Colloqui di selezione: controllare l’effetto alone
Come possiamo evitare un errore, capace di avere ripercussioni decisamente negative sull’azienda? E’ possibile controllare l’effetto alone in due modi:
– costruisci uno schema di valutazione, elencando tutti gli aspetti del candidato che desideri analizzare in sede di colloquio (formazione, competenze, esperienze pregresse, stile relazionale…): ciò ti permetterà una valutazione analitica, e non generica e globale, del candidato, ti “obbligherà” a prendere in considerazione ciascun elemento dello schema, aiutandoti a fornire una valutazione il più possibile oggettiva. Così potrai selezionare la persona che ha saputo dimostrarsi all’altezza dei requisiti richiesti nella griglia di valutazione e sarai in ogni momento in grado di rendere conto a te stesso e agli altri – colleghi, superiori – dei motivi della tua scelta. Ovviamente, gli elementi da prendere in considerazione nella griglia non sono tutti necessariamente di pari peso e importanza: potresti assegnare un punteggio a ciascun fattore, prima che abbia luogo il colloquio.
– concentrati sul processo stesso della valutazione. Ormai sai quanto il pregiudizio sia una componente ineliminabile del processo di selezione: ebbene, proprio questa consapevolezza sarà il tuo punto di forza, ti permetterà di osservarti, di riconoscere i tuoi stessi pregiudizi, vedere cosa li fa scattare e come agiscono. Ormai sai che, in sede di colloquio, un selezionatore efficace e attento valuterà non soltanto il candidato, bensì anche se stesso. Grazie a questa auto-osservazione potrai evitare di essere sedotto da una determinata qualità, estendendola per associazione alla totalità della persona da valutare, oppure di fondare la tua ripulsa su un aspetto che ti è risultato sgradevole, col rischio di ignorare o sottostimare tutta una serie di qualità e competenze che potrebbero rivelarsi una risorsa preziosa per l’azienda.
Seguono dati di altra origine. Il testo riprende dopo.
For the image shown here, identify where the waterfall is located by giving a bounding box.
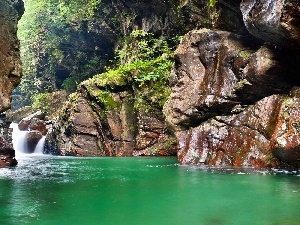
[34,136,46,154]
[10,123,46,154]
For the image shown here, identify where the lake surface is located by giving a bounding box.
[0,155,300,225]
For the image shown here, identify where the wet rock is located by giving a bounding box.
[164,29,299,167]
[0,136,18,168]
[164,29,292,132]
[241,0,300,51]
[28,118,48,135]
[271,97,300,166]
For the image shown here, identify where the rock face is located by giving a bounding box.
[0,0,24,112]
[45,81,176,156]
[164,0,300,167]
[0,0,24,167]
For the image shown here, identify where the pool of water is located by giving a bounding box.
[0,155,300,225]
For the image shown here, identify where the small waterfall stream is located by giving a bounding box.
[10,123,46,154]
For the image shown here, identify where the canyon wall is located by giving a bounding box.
[32,0,300,167]
[0,0,24,167]
[164,0,300,167]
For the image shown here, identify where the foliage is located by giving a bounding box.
[81,30,174,110]
[13,0,101,108]
[209,0,218,7]
[32,93,49,112]
[31,91,67,116]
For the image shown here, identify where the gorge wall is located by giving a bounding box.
[0,0,24,167]
[21,0,300,167]
[164,0,300,167]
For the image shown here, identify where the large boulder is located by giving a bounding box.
[241,0,300,51]
[164,29,299,167]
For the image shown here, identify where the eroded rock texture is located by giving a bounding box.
[0,0,24,167]
[164,0,300,167]
[45,82,176,156]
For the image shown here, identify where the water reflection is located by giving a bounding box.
[0,155,300,225]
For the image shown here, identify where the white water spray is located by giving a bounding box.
[10,123,46,154]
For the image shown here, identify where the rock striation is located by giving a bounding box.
[0,0,24,167]
[164,0,300,167]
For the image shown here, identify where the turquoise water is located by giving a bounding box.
[0,156,300,225]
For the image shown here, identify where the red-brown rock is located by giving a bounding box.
[0,136,18,168]
[28,118,48,135]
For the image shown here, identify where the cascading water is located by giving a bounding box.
[10,123,46,154]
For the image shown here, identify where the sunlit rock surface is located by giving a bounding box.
[164,0,300,167]
[0,0,24,167]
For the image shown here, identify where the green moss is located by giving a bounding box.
[97,91,120,110]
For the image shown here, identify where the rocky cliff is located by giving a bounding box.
[29,0,300,167]
[0,0,24,167]
[164,0,300,167]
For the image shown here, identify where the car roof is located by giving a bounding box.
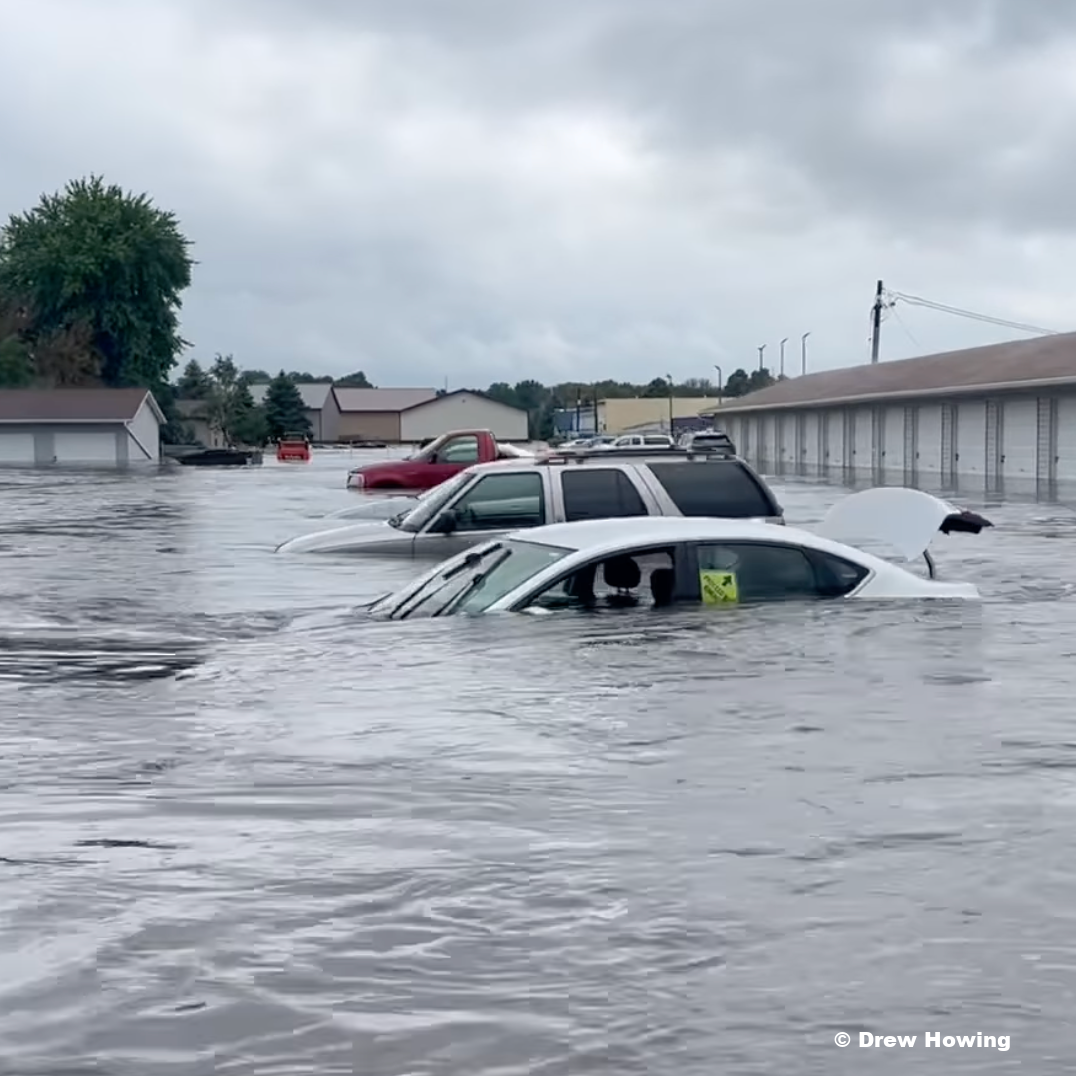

Effetto indulgenza/severità, effetto di tendenza centrale
Un selezionatore può poi incorrere in errori di valutazione a causa di una sua eccessiva indulgenza: questa distorsione può verificarsi allorché la ricerca di un dato profilo rivesta un carattere di urgenza. In tal caso, l’intervistatore sarà portato a mettere in secondo piano quegli standards di eccellenza cui solitamente si attiene, abbasserà le pretese e rischierà di scegliere un candidato soltanto perché disponibile, e non perché adatto al ruolo.
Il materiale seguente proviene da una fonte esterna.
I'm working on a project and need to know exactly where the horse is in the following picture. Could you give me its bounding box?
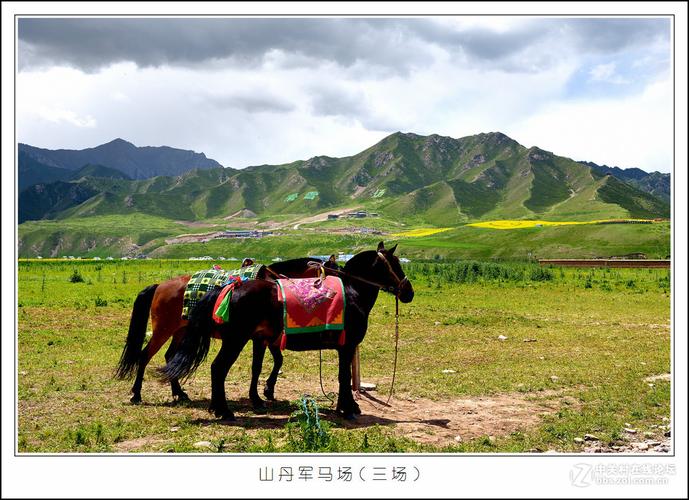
[115,258,321,410]
[160,241,414,420]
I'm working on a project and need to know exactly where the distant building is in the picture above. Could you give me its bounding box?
[216,229,273,238]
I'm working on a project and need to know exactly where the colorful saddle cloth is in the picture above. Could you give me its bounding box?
[182,264,264,319]
[277,276,345,345]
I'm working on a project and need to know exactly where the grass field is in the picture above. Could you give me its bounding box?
[18,213,671,260]
[17,258,670,452]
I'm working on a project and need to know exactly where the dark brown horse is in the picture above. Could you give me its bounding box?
[162,242,414,420]
[116,258,320,409]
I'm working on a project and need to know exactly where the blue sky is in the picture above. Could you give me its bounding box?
[17,16,672,172]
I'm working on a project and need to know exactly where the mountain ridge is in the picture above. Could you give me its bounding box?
[19,132,669,223]
[18,138,222,183]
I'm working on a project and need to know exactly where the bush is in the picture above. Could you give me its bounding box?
[285,397,331,452]
[69,268,84,283]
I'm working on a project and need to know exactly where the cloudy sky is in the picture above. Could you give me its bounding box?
[16,17,672,172]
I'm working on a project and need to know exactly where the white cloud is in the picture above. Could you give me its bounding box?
[17,18,672,171]
[589,62,629,84]
[506,79,673,172]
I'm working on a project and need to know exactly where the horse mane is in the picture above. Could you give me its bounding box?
[344,250,378,278]
[268,257,322,274]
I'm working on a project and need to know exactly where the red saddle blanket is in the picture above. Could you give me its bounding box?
[277,276,345,335]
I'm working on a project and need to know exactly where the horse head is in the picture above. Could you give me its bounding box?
[373,241,414,304]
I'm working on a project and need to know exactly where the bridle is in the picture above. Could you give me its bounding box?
[266,250,409,406]
[300,251,409,298]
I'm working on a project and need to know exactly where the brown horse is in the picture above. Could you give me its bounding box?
[116,258,320,409]
[162,241,414,420]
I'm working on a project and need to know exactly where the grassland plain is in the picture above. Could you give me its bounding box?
[17,262,670,452]
[18,211,671,260]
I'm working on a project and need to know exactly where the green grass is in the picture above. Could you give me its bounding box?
[17,260,670,452]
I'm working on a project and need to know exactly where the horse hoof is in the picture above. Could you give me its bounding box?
[175,392,191,403]
[215,410,237,422]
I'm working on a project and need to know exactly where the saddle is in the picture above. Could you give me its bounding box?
[277,276,345,349]
[182,264,265,320]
In misura analoga e contraria, una eccessiva severità – magari nella selezione di alti profili, dai requisiti molto elevati – può portare a scartare dei candidati promettenti, soltanto perché il loro profilo non è identico a quello del candidato ideale.
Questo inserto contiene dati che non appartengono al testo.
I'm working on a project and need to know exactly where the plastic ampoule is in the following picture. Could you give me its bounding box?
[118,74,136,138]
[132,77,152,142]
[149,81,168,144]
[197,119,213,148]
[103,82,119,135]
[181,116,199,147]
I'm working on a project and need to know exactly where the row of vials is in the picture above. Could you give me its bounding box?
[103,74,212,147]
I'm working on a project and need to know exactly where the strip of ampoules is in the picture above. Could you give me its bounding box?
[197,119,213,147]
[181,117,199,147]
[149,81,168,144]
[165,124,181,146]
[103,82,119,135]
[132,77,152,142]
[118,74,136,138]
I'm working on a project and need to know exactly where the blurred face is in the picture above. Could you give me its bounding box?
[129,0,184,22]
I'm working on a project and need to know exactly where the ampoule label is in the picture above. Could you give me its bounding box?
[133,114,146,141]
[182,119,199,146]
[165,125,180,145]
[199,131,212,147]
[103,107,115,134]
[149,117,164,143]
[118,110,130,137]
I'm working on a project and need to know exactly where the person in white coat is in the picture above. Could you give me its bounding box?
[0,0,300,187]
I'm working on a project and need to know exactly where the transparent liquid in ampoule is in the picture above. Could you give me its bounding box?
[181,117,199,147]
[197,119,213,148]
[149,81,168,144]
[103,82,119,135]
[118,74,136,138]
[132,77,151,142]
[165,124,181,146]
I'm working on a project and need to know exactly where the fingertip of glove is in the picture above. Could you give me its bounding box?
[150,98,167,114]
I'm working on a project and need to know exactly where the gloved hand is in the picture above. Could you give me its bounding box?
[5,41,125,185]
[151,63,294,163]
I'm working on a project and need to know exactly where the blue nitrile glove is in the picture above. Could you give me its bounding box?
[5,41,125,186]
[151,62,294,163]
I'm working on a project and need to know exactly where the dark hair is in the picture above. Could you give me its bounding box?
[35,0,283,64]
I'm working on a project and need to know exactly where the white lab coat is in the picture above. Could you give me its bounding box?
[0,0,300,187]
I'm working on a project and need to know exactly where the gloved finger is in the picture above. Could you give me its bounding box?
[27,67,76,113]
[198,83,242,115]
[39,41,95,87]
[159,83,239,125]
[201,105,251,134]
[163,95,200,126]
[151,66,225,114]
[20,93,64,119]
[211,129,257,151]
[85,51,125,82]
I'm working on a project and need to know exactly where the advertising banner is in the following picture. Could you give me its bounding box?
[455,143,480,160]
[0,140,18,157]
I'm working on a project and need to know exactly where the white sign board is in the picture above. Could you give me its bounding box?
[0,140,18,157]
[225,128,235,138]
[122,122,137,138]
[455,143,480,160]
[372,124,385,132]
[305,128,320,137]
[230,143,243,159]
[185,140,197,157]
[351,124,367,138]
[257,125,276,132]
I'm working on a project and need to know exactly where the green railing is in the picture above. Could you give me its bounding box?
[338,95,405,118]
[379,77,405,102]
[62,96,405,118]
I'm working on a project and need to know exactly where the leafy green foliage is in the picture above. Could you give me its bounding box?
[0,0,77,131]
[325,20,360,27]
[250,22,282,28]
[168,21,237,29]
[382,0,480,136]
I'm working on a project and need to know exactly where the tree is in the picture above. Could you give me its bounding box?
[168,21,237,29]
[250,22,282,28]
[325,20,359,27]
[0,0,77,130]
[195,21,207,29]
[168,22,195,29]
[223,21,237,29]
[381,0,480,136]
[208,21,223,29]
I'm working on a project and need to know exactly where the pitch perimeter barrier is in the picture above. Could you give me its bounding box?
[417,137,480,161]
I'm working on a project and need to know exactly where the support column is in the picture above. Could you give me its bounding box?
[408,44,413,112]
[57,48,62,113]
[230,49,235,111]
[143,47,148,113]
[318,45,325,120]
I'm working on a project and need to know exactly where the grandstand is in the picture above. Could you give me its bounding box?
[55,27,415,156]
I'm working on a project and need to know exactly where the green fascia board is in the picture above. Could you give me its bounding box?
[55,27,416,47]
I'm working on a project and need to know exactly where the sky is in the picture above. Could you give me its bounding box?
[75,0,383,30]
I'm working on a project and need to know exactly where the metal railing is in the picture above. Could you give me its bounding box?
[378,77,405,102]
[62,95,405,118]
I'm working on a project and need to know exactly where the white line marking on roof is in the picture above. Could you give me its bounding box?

Se invece siamo portati ad attribuire soltanto i valori medi di una scala di valutazione, rischiamo di mortificare le prestazioni eccellenti e di non riconoscere pienamente quelle scarse: è il cosiddetto effetto di tendenza centrale. A scuola, per esempio, i professori si attestano generalmente su una gamma di voti che difficilmente scende sotto il 4 o sale sopra l’8. In tal modo, non assegnando mai un 1 o un 10, le prestazioni superiori non sono valorizzate, né sono adeguatamente individuate quelle pessime. Per evitare questo errore si può ricorrere ad una scala di valutazione priva di valori centrali, come una scala a 4 punti: in tal modo, non esistendo un valore che si collochi a metà della scala, saremo costretti a sbilanciarci, verso il basso o verso l’alto.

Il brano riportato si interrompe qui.